Enucleation and extraction of the associated tooth via Caldwell Luc procedure is followed for a dentigerous cyst in maxillary sinus. In large cyst initial marsupialisation, followed by enucleation and tooth extraction has been advocated [2].

Endoscopic approach for its management has also been done, piezoelectric surgery is another modern approach for management of such cases [2].

In the present case the conventional Caldwell Luc procedure was modified. A window was made more posteriorly that could facilitate visualization and retrieval of the maxillary third molar which was partially in the maxillary sinus and partially in the infratemporal fossa.

Numerous surgical approaches to the infratemporal region can be used for the removal of impacted teeth such as Coronal, Gille’s temporal approach, Caldwell Luc or resection of coronoid process [5-7,34-36].

Adequate flap design and proper retrieval technique can prevent the displacement towards the base of the skull, no effort should be made to retrieve the tooth as it could result into major complication like hemorrhage, neurological injuries because many vital structures are present nearby like branch of mandibular nerve, otic ganglion, chorda tympani nerve, maxillary artery, pterygoid venus plexus [6,37].

Wrinkle T et al., in 1977 reported a case in which a maxillary third molar was inside the maxillary sinus and the tooth was removed via transantral approach, but when the patient was evaluated after six months, patient complained of persistent diplopia on upward and downward gaze [38].

Oberman M et al., 1986 reported a case of an attempted removal via an introral approach in which despite removal of the laterosuperior portion of the antral wall and part of the malar bone, the tooth could not been located [34].

Gulbrandsen SR et al., used a combined intraoral and hemicoronal approach and successfully removed the tooth from the infratemporal fossa [5].

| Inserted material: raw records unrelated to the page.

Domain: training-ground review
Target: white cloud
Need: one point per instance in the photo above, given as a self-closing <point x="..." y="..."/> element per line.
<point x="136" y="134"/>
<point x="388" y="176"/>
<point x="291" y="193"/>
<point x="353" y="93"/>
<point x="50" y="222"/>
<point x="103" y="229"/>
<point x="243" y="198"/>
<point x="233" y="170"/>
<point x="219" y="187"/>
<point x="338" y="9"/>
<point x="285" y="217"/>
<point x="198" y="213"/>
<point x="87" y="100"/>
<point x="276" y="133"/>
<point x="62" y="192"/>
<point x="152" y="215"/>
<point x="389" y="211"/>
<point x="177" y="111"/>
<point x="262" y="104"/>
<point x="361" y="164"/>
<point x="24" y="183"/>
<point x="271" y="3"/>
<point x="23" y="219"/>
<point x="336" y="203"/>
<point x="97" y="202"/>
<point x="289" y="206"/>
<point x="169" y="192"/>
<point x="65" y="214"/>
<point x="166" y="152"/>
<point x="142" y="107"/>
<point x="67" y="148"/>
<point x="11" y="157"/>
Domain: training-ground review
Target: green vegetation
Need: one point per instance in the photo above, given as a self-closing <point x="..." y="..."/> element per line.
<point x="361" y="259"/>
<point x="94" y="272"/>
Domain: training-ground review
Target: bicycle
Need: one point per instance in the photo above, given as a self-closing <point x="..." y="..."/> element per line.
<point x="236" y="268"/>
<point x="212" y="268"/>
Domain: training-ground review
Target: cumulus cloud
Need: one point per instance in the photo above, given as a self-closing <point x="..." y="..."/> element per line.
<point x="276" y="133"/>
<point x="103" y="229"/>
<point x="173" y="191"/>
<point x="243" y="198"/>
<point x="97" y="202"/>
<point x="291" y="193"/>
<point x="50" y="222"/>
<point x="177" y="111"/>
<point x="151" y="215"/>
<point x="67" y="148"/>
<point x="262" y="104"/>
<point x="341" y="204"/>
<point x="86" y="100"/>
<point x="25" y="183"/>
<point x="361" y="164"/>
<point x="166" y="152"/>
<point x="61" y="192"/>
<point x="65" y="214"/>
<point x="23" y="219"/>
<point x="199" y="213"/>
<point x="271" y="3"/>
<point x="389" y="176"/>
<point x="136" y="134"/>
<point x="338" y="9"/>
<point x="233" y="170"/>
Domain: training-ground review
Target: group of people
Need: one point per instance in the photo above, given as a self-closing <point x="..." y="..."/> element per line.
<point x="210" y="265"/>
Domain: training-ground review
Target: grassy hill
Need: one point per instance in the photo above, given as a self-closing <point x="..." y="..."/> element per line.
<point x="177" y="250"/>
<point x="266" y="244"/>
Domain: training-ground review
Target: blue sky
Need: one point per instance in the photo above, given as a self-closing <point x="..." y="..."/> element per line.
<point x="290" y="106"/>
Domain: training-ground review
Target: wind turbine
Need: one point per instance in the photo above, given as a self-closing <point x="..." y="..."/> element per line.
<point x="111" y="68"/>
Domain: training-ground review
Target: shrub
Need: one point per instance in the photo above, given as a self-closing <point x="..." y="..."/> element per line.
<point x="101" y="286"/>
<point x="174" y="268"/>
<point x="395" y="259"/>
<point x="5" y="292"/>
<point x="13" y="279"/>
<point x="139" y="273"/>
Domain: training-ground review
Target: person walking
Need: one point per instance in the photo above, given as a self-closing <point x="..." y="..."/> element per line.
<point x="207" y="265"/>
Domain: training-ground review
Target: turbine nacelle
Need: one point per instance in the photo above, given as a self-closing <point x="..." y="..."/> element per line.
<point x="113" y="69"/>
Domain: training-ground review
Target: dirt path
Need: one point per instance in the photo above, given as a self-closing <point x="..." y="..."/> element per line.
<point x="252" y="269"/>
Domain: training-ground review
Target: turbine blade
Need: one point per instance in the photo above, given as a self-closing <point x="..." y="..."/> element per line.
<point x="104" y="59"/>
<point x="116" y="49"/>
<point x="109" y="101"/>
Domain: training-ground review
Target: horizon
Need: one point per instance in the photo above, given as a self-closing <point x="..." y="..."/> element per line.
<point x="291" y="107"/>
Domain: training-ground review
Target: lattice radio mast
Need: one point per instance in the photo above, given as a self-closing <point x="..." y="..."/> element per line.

Dawson K et al., reported the successful removal of maxillary third molar from infratemporal fossa by a temporal approach and the aid of image intensifying cineradiography [6].

Lipa Bodener et al., and Selvi F et al., successfully retrieved maxillary third molar via extended intraoral approach under local anesthesia [39,40].

Conclusion

Occurence of an ectopic tooth partially in the maxillary sinus and partially in the infratemporal fossa and associated dentigerous cyst is a rare phenomenon. It may be asymptomatic initially but later on symptoms may arise, so an early diagnosis and treatment is necessary to prevent morbidity. Imaging studies like plain film radiography as well as CT Scan aid in the diagnosis of ectopic tooth associated with dentigerous cyst, histopathologic feature help to confirm the diagnosis.

Modified Caldwell Luc procedure along with enucleation and primary closure was followed in this case as the tooth was partially located in maxillary sinus and partially in infratemporal fossa, but the treatment modality mostly depends on a surgeon’s preference, uniqueness of each case and patients psycological condition.